According to Noli Taylor, co-founder of the seed library and director of Island Grown Schools (IGS), the mission of the Martha’s Vineyard Community Seed Library is to “create a space for the community to celebrate seed diversity, reclaim the ancient practice of seed saving and sharing, and give back to the Island by creating a unique collection of seeds suited to our local environment.”
Recently, the regulations governing seed distribution in many states have put pressure on seed libraries. Seed enthusiasts and farmers alike are working toward freeing seed libraries from unnecessary government policies. Fortunately for the Island seed library, there are no regulations in Massachusetts that limit or prohibit the existence of seed libraries. Ms. Taylor hopes it will stay that way: she has served on the Board of Food and Agriculture for the State Department of Agricultural Resources, and has spoken with the General Counsel about Massachusetts state laws governing the free sharing of seeds.

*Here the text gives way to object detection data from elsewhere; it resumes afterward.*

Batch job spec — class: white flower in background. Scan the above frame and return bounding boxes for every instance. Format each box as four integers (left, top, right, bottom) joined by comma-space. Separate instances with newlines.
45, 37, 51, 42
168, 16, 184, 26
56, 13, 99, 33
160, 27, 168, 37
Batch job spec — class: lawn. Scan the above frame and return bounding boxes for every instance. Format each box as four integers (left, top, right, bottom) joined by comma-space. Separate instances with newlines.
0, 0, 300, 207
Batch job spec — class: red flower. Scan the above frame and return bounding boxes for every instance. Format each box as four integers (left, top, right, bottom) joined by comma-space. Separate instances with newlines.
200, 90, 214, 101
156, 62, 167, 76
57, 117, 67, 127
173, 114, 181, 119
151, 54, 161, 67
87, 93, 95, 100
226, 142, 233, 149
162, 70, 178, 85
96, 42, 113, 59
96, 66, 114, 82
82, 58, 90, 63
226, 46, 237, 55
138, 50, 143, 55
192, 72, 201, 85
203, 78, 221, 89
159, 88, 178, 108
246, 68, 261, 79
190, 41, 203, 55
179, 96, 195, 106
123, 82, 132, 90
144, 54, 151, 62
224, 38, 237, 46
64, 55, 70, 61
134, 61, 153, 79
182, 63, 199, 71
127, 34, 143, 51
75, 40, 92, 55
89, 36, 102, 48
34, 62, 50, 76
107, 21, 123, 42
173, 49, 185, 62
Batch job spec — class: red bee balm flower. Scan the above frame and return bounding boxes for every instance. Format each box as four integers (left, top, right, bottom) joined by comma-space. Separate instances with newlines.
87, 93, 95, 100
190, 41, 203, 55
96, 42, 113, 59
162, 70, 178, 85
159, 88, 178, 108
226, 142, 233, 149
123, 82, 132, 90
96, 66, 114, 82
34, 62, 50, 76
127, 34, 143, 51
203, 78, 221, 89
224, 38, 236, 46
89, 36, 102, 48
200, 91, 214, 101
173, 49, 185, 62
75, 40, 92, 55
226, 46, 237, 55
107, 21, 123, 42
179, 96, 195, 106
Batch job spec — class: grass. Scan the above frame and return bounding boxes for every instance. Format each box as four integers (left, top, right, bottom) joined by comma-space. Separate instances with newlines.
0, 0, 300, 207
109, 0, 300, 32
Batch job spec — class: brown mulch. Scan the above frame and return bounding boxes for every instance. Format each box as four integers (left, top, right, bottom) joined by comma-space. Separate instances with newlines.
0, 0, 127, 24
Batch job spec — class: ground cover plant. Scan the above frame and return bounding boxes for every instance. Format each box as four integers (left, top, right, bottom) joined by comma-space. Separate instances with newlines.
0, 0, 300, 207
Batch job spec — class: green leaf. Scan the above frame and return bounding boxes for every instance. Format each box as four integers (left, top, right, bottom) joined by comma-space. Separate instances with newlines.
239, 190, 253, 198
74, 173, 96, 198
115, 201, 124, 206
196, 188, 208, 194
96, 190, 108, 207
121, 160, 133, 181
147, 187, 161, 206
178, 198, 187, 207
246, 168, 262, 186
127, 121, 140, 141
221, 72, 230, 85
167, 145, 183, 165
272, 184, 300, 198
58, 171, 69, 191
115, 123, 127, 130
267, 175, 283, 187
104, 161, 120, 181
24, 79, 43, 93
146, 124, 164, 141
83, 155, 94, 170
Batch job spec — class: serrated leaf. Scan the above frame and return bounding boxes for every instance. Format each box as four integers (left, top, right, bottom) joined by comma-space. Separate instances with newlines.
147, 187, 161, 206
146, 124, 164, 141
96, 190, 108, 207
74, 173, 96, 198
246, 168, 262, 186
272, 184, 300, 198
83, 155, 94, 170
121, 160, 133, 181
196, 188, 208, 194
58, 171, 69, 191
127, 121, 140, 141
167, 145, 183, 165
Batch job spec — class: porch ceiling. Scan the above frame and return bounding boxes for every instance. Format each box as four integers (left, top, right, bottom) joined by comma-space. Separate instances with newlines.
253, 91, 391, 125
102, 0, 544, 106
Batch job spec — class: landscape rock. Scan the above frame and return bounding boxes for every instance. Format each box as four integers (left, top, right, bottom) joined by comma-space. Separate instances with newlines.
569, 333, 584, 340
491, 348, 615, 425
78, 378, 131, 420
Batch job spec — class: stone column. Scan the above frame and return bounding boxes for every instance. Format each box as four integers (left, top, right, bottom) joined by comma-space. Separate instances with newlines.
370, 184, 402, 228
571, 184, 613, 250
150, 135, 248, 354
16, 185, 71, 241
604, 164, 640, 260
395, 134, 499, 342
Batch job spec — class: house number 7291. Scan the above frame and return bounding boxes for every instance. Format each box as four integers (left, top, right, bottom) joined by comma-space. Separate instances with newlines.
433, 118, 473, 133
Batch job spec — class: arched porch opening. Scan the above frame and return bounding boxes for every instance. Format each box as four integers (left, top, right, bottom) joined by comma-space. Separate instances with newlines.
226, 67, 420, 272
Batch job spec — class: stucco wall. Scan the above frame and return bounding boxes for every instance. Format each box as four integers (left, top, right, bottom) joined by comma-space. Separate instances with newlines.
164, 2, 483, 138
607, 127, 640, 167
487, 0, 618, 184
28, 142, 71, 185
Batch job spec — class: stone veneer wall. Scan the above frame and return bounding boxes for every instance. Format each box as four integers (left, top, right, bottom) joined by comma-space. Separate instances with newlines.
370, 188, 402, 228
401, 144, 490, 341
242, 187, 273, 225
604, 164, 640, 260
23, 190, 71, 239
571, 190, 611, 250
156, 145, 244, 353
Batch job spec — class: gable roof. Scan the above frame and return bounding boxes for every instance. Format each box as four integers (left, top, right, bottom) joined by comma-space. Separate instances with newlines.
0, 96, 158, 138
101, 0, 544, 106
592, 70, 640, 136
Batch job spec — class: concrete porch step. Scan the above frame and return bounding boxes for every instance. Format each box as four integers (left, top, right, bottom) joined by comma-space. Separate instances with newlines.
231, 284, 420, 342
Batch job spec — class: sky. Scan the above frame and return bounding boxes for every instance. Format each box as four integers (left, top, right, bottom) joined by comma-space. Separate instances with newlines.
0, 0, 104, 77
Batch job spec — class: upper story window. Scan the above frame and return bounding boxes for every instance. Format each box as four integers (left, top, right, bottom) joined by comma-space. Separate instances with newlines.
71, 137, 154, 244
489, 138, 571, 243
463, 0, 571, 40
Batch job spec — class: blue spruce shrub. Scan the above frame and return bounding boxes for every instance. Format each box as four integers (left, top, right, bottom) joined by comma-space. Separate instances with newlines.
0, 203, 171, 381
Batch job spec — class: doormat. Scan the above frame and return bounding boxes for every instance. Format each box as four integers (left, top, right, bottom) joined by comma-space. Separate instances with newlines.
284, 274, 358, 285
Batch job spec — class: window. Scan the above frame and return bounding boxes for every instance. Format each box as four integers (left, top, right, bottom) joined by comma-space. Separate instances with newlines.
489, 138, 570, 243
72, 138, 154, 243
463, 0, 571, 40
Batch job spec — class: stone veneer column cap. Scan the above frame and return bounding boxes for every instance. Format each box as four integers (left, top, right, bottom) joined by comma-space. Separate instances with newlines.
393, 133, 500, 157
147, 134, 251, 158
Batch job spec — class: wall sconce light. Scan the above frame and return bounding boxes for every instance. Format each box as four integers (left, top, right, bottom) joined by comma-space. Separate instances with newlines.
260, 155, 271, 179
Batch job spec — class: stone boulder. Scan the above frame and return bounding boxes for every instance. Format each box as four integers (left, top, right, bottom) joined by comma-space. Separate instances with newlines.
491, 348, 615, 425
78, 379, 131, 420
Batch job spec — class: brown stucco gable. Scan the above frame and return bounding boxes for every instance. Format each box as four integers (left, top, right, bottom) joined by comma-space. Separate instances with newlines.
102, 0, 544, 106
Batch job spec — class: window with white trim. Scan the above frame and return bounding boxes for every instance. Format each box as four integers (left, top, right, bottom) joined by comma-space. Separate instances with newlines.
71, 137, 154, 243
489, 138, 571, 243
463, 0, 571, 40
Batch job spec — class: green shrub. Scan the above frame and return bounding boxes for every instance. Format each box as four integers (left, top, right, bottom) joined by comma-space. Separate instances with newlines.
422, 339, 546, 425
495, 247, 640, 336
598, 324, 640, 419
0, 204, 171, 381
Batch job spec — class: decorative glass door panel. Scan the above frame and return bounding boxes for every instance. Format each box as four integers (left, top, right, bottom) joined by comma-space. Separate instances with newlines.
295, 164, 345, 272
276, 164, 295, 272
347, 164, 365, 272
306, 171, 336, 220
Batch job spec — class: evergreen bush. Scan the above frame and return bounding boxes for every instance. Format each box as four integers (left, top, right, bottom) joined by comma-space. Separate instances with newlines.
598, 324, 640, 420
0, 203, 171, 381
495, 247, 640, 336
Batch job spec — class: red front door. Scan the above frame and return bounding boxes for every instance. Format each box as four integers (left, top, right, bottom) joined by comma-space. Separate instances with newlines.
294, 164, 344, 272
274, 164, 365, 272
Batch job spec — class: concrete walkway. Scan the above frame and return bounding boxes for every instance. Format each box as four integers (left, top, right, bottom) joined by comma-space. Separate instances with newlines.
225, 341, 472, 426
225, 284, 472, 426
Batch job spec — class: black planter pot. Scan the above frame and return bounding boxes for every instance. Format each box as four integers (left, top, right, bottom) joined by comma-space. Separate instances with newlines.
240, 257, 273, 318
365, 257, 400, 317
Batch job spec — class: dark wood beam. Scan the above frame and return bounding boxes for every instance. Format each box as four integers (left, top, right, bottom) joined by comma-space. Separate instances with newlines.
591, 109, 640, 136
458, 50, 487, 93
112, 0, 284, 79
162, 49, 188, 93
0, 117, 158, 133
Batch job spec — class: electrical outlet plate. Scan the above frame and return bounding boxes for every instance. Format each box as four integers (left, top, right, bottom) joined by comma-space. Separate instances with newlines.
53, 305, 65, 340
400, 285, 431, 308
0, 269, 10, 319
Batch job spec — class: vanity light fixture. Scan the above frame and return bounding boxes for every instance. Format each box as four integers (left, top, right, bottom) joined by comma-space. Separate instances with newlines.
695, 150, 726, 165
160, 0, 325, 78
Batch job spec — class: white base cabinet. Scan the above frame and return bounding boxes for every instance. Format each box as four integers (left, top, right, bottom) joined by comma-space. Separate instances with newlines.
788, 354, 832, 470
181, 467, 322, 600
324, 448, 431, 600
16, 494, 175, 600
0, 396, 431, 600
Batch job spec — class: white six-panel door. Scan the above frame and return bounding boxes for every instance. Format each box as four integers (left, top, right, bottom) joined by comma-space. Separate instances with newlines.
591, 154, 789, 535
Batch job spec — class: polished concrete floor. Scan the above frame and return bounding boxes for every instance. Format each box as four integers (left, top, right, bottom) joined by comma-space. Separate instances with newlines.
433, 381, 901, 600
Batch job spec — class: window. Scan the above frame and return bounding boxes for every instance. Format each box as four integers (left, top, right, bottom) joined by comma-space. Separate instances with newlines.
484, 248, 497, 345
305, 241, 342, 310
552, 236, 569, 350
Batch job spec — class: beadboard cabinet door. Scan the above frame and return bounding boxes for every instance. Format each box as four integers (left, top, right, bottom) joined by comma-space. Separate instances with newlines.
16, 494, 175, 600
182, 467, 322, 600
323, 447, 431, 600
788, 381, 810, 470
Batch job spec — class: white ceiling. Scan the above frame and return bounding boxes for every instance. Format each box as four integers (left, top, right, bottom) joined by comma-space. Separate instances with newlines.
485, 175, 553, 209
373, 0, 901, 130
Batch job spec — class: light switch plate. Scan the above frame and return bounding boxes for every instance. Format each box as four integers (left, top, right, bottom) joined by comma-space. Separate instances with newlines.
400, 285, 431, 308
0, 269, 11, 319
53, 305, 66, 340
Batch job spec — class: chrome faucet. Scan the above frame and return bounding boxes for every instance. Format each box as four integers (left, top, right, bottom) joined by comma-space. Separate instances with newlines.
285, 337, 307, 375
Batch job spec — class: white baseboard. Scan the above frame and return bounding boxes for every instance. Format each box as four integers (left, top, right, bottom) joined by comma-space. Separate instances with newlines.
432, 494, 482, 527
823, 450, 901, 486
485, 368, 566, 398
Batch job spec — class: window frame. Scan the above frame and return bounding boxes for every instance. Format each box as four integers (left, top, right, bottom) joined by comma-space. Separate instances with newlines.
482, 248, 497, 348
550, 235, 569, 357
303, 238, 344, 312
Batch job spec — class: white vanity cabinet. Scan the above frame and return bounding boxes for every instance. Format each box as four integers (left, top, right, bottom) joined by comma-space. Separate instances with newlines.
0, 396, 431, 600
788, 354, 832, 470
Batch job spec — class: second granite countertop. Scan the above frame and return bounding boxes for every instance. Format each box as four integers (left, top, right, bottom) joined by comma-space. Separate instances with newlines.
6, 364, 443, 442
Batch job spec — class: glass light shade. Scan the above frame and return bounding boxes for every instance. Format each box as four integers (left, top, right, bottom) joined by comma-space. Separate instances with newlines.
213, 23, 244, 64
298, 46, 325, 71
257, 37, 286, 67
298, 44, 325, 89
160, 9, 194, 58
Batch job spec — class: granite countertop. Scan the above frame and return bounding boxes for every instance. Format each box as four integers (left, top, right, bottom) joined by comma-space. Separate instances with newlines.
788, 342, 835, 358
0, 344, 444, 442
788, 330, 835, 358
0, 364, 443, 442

The funding for the West Tisbury seed library came from the Betsy and Jesse Fink Foundation of Norwalk, Conn., Glenn Roberts and Anson Mills, and an anonymous donor. The “seed money” helped organize a seed summit and purchase seed cabinets and materials for seed processing, and is supporting numerous workshops. Ken Greene, the founder of the Hudson Valley Seed Library, was brought to the Vineyard early last year to help the process of organizing the seed library, and has acted as a mentor for the fledgling effort.
In addition, IGS recently launched the Farm Project, where students help facilitate many of the workshops and fundraisers for the seed library. “Seed saving has become an integral tool for connecting with students about food culture, life cycles, and community,” said Claire Lafave, IGS Farm Project coordinator, in a recent Saving Seeds newsletter.
Astrid Tilton, a junior at the Charter School, has been a part of the Farm Project since October. She has taught two seed-saving workshops at the West Tisbury library. Astrid has been enjoying the project. In an email to the Times, she said, “I love working with the seed library. When you’re holding a handful of seeds you can’t help but feel great about the world. Each one is full of hope.” She wrote that she now understands the importance of the project: “Seed saving gives power back to local communities. It’s so simple but incredibly powerful. It’s the difference between a lot of home gardeners and a local food movement or sustainable community.”
Looking into the future of the seed library, Noli Taylor said, “I hope the seed library will bring in more and more people in the community to learn how to save seeds, to engage in the free sharing of seeds with one another, and to work together to grow a collection of seeds that will grow well in our Island environment.”